Warmup-Stable-Decay: warmup → flat LR for most of training → fast cosine decay over last 10-20%. Lets you take any intermediate checkpoint and finish the decay in a short fine-tune, getting near-optimal final loss without committing to a token budget upfront. Good for "I might want to train longer later."

Q. Why use RMSNorm over LayerNorm?

RMSNorm drops the mean-subtraction (only divides by RMS), no bias term. ~10-20% faster, no measurable quality loss in practice. All modern LLMs use it.

Q. SwiGLU vs ReLU vs GELU.

SwiGLU (Llama, Qwen, Mistral): (W1 x ⊙ silu(W2 x)) W3 — gated linear unit with Swish/SiLU. Costs ~50% more FFN params but better quality at fixed FLOPS. GELU was the GPT-2/3 default; ReLU is for older models / very small budget.

D. Data

Q. How would you decide on the optimal mix of (web, code, books, math) in pretraining?

  • DSIR / DoReMi: weight domains by the gradient they provide on a target eval distribution.
  • Ablation: small-model sweep over weights at fixed compute; pick mix maximizing target eval.
  • Refresh frequently — optimal mix shifts as model size changes (small models prefer easier data; large models extract more from harder).

Q. Cleaning vs scale: when should you stop adding more data?

When the marginal utility of an additional billion tokens is less than the engineering cost to clean them. Once you're below ~80% English-Wikipedia-like quality, mixing in low-quality web tokens hurts. Better to upsample the high-quality slice.

E. Soft / Judgment Questions

Q. Your evals show your new model is +2% on benchmarks but qualitatively users say it feels worse. What do you do?
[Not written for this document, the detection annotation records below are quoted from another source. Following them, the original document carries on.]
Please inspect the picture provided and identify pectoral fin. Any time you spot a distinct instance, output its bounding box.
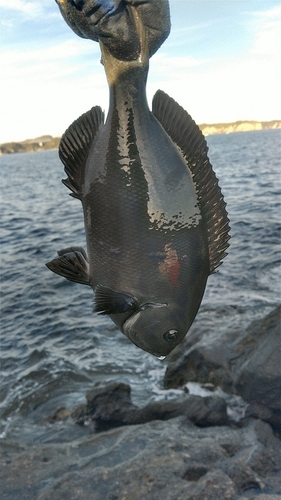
[46,247,91,286]
[94,285,139,314]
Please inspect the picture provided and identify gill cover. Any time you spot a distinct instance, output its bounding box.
[122,303,185,357]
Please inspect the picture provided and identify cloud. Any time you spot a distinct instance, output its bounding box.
[251,6,281,56]
[0,0,44,17]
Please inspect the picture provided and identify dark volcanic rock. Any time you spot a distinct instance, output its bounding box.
[164,307,281,430]
[0,417,281,500]
[72,383,228,432]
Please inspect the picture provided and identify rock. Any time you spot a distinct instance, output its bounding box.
[45,406,71,424]
[164,307,281,431]
[0,416,281,500]
[72,383,228,432]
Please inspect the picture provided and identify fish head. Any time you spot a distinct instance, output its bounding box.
[122,303,187,358]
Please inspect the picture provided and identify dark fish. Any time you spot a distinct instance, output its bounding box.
[47,1,229,357]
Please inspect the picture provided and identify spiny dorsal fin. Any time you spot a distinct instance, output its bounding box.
[59,106,104,198]
[46,247,91,285]
[152,90,230,274]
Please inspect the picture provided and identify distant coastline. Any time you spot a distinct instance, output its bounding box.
[0,120,281,155]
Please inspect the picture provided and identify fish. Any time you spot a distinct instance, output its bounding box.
[46,0,230,358]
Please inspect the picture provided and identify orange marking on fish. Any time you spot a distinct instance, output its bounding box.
[158,244,180,288]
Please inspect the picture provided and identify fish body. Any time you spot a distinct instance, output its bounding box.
[47,1,229,357]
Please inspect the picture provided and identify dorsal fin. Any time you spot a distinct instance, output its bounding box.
[59,106,104,198]
[152,90,230,274]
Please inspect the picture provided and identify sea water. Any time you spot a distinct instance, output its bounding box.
[0,130,281,439]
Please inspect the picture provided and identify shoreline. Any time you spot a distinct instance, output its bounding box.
[0,120,281,156]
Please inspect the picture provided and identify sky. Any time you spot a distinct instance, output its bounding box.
[0,0,281,143]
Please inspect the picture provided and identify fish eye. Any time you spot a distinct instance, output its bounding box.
[164,330,179,342]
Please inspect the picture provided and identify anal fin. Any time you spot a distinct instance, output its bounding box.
[46,247,91,286]
[59,106,104,198]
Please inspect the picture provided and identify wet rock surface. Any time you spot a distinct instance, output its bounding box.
[72,383,228,432]
[164,307,281,432]
[0,309,281,500]
[0,416,281,500]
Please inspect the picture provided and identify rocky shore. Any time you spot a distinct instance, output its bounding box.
[0,308,281,500]
[0,120,281,155]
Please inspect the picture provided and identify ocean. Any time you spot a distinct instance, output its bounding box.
[0,130,281,441]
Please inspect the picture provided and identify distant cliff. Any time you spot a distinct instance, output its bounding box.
[0,120,281,155]
[199,120,281,135]
[0,135,60,155]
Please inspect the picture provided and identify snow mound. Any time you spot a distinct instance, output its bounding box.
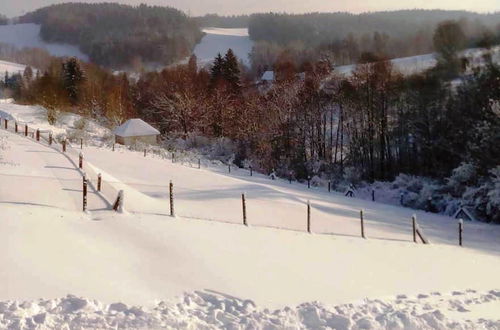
[115,118,160,137]
[194,28,253,65]
[0,290,500,330]
[0,23,88,61]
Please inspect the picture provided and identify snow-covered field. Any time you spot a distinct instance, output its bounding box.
[335,46,500,76]
[0,103,500,329]
[0,23,88,61]
[194,28,253,65]
[0,61,26,81]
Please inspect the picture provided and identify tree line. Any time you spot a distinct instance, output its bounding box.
[4,22,500,220]
[19,3,202,69]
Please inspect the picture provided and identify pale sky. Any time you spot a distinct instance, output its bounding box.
[0,0,500,17]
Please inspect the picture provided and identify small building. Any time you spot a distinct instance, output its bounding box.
[260,71,275,83]
[115,118,160,145]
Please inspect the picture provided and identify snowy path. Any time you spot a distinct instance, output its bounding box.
[0,129,108,211]
[85,147,500,255]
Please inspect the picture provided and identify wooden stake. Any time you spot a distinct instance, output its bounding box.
[458,219,464,246]
[307,201,311,234]
[411,214,417,243]
[78,152,83,169]
[97,173,102,192]
[83,173,87,212]
[169,181,175,217]
[359,210,366,238]
[241,194,248,226]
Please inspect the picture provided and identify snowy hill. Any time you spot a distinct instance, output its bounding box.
[194,28,253,65]
[0,103,500,329]
[0,23,88,61]
[335,46,500,76]
[0,61,26,81]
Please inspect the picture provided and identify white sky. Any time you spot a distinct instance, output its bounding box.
[0,0,500,17]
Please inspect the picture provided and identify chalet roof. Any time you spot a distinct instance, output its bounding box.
[115,118,160,137]
[260,71,274,81]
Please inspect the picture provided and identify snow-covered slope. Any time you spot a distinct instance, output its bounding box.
[0,23,88,61]
[194,28,253,65]
[0,103,500,329]
[335,46,500,76]
[0,61,26,81]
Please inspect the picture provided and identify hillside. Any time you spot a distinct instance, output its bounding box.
[0,103,500,329]
[20,3,202,68]
[0,23,88,61]
[194,28,253,66]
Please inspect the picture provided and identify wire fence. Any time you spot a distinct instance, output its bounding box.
[0,119,462,248]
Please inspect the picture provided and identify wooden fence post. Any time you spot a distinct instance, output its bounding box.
[411,214,417,243]
[359,210,366,238]
[169,181,175,217]
[78,152,83,169]
[97,173,102,192]
[458,219,464,246]
[307,200,311,234]
[241,193,248,226]
[83,173,87,212]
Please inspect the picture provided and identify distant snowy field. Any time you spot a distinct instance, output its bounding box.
[0,61,26,81]
[0,23,88,61]
[335,46,500,76]
[0,100,500,330]
[194,28,253,65]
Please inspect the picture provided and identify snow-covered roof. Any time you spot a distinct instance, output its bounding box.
[115,118,160,137]
[260,71,274,81]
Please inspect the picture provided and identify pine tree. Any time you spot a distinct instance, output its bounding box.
[222,49,241,91]
[210,53,224,87]
[62,57,85,105]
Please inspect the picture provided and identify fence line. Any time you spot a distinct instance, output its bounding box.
[0,114,463,245]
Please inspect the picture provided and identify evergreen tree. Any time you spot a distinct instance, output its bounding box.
[210,53,224,87]
[222,49,241,91]
[62,57,85,105]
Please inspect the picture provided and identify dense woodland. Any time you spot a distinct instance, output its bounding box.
[0,21,500,221]
[19,3,202,69]
[249,10,500,71]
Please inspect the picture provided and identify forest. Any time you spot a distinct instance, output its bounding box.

  • Trust the qualitative signal — benchmarks lag user perception.
  • Look for over-optimization on RL signal (sycophancy, verbosity, refusing borderline requests).
  • Run pairwise human eval (or trusted LLM-judge) on real user queries, not benchmark ones.
  • Specifically check: response length distribution, refusal rate, hedging language frequency.

Q. You have 1 month and 10 GPUs to improve a chat model. What do you do?
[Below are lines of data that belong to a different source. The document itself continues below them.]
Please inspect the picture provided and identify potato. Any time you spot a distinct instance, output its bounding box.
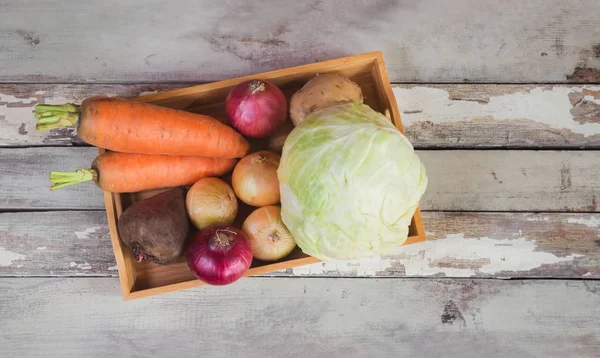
[290,73,363,126]
[118,188,191,264]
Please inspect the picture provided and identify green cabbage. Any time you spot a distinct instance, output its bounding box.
[277,103,427,261]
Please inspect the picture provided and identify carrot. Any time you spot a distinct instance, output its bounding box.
[34,97,250,158]
[50,152,237,193]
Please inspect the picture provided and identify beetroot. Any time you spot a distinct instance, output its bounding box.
[118,187,191,264]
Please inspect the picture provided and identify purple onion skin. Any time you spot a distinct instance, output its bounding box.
[186,225,252,286]
[225,80,288,138]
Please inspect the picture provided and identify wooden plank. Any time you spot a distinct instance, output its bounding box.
[394,84,600,148]
[0,211,600,278]
[0,0,600,83]
[0,278,600,358]
[0,84,600,148]
[0,84,181,147]
[0,147,104,210]
[0,147,600,212]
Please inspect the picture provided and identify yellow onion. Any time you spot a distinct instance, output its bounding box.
[231,150,281,207]
[242,205,296,261]
[185,178,238,230]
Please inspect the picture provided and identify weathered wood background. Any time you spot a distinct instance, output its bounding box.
[0,0,600,357]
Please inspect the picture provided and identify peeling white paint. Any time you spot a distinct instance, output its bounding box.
[69,261,92,270]
[526,216,550,221]
[394,86,600,137]
[75,226,102,240]
[0,247,25,266]
[567,216,600,227]
[292,234,584,277]
[138,91,160,97]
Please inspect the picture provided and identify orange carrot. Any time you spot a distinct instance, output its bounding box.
[50,152,237,193]
[34,97,250,158]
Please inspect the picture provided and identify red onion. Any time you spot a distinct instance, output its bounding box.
[186,225,252,286]
[225,80,287,138]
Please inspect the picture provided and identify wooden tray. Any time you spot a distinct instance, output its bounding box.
[104,52,426,300]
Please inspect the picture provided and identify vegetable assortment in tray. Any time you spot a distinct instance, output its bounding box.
[34,52,427,299]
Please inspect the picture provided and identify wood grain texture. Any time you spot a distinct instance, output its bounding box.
[0,84,181,147]
[0,0,600,83]
[0,147,104,210]
[0,278,600,358]
[0,84,600,148]
[0,147,600,212]
[394,84,600,149]
[0,211,600,278]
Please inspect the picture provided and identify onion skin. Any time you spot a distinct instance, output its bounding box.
[231,150,281,207]
[186,225,252,286]
[185,177,238,229]
[242,205,296,261]
[225,79,288,138]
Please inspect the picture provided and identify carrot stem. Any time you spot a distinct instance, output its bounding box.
[33,103,79,131]
[50,169,98,190]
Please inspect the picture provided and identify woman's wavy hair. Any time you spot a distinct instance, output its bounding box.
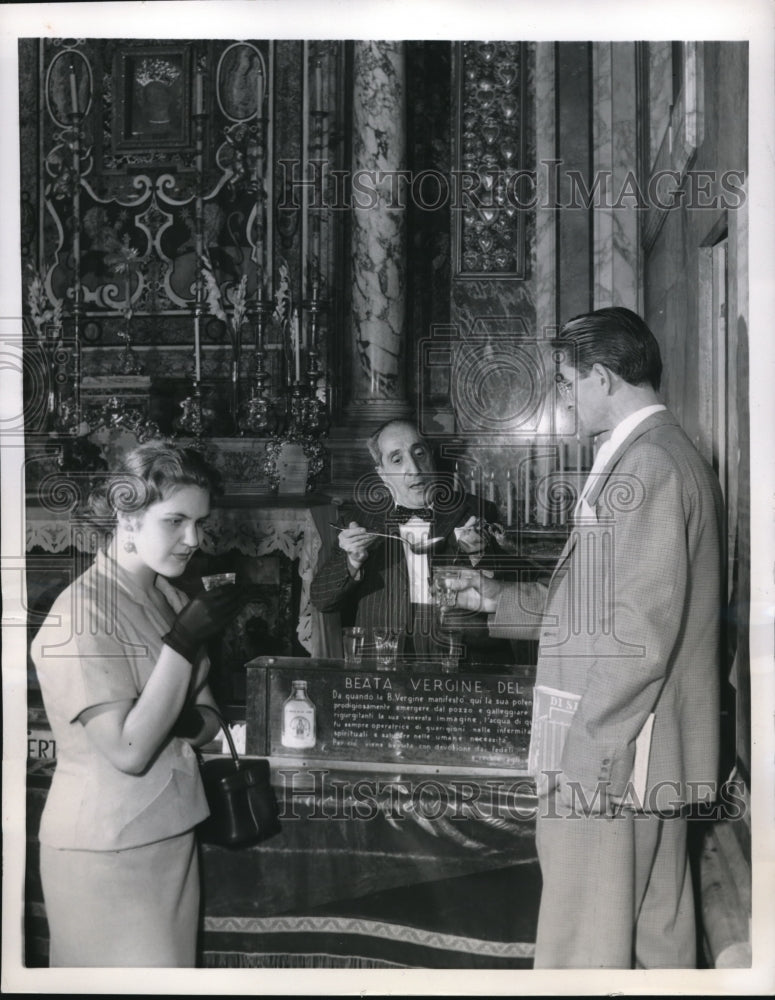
[89,441,222,533]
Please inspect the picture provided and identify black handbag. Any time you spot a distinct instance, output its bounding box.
[198,706,280,847]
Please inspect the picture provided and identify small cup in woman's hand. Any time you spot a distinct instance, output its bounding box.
[162,583,244,663]
[202,573,237,590]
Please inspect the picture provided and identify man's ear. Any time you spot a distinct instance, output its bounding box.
[591,361,615,394]
[374,465,395,500]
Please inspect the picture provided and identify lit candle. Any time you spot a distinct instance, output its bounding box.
[194,316,202,383]
[291,309,301,382]
[70,63,78,115]
[194,66,205,115]
[524,445,533,524]
[559,441,565,524]
[256,62,264,118]
[312,59,323,111]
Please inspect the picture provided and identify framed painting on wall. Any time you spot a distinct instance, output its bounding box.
[112,44,192,153]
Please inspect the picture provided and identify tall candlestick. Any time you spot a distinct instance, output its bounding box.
[70,63,78,115]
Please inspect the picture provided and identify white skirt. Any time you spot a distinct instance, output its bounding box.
[40,831,199,968]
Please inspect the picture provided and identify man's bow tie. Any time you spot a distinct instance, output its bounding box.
[389,504,433,524]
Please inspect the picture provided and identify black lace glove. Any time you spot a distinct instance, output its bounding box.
[162,583,242,663]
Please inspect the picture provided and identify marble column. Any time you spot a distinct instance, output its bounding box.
[534,42,558,337]
[592,42,643,312]
[347,41,409,426]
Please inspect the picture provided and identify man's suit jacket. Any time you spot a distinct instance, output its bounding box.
[491,411,723,810]
[310,492,498,632]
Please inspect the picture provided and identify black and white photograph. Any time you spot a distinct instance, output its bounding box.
[0,0,775,996]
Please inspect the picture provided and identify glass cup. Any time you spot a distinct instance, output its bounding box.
[431,566,460,618]
[342,627,366,667]
[374,628,398,670]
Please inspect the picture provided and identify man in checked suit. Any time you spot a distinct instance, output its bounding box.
[310,420,510,659]
[448,308,722,968]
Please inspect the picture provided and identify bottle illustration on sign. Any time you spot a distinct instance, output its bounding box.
[280,681,317,750]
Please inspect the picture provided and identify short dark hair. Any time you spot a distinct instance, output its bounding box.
[89,441,221,523]
[366,417,422,465]
[554,306,662,391]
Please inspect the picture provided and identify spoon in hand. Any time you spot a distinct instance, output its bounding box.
[329,521,444,556]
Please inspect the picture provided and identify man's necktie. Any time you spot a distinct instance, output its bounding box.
[388,504,433,524]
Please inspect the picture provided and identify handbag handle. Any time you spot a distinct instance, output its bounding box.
[196,705,242,770]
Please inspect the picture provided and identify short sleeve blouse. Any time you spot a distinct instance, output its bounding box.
[31,553,207,850]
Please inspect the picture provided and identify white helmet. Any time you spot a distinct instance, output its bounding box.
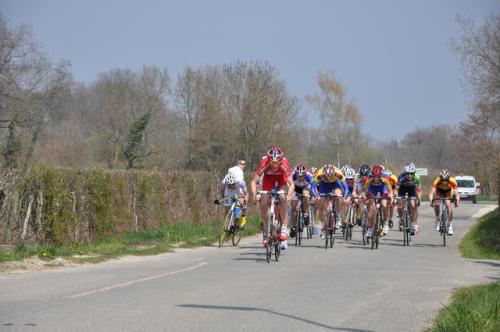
[344,167,356,180]
[224,173,238,184]
[405,163,416,173]
[340,165,351,175]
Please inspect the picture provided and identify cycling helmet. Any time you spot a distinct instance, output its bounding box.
[344,167,356,180]
[439,168,450,180]
[224,173,238,184]
[359,164,370,176]
[323,164,335,178]
[405,163,416,174]
[295,163,307,176]
[267,146,283,161]
[372,164,384,176]
[340,165,351,175]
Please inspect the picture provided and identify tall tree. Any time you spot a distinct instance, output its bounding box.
[454,15,500,196]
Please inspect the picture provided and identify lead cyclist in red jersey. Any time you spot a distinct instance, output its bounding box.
[250,146,295,249]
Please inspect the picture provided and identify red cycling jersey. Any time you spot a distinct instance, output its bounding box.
[257,156,291,190]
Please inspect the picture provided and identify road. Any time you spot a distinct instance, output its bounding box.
[0,202,500,332]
Highest expected value, in order:

  1. Better SFT data (collect 10k high-quality demos > more compute on bad data).
  2. DPO on preference pairs (cheap; big quality win).
  3. Specific eval-driven fixes (find biggest regression, target SFT it).
  4. Distill outputs of a stronger judge into your model.

You probably do NOT spend the GPUs on bigger model or longer pretrain — bad ROI vs data quality.

Q. How do you know an architecture change is "worth it"?

  • Run at 3+ scales; check if the gain is consistent (or if it shrinks/grows with scale).
  • Account for FLOP cost — e.g., adding more params is not a fair test.
  • Check eval generalization, not just loss.
  • The change must be reproducible by a teammate from your config, not just folklore.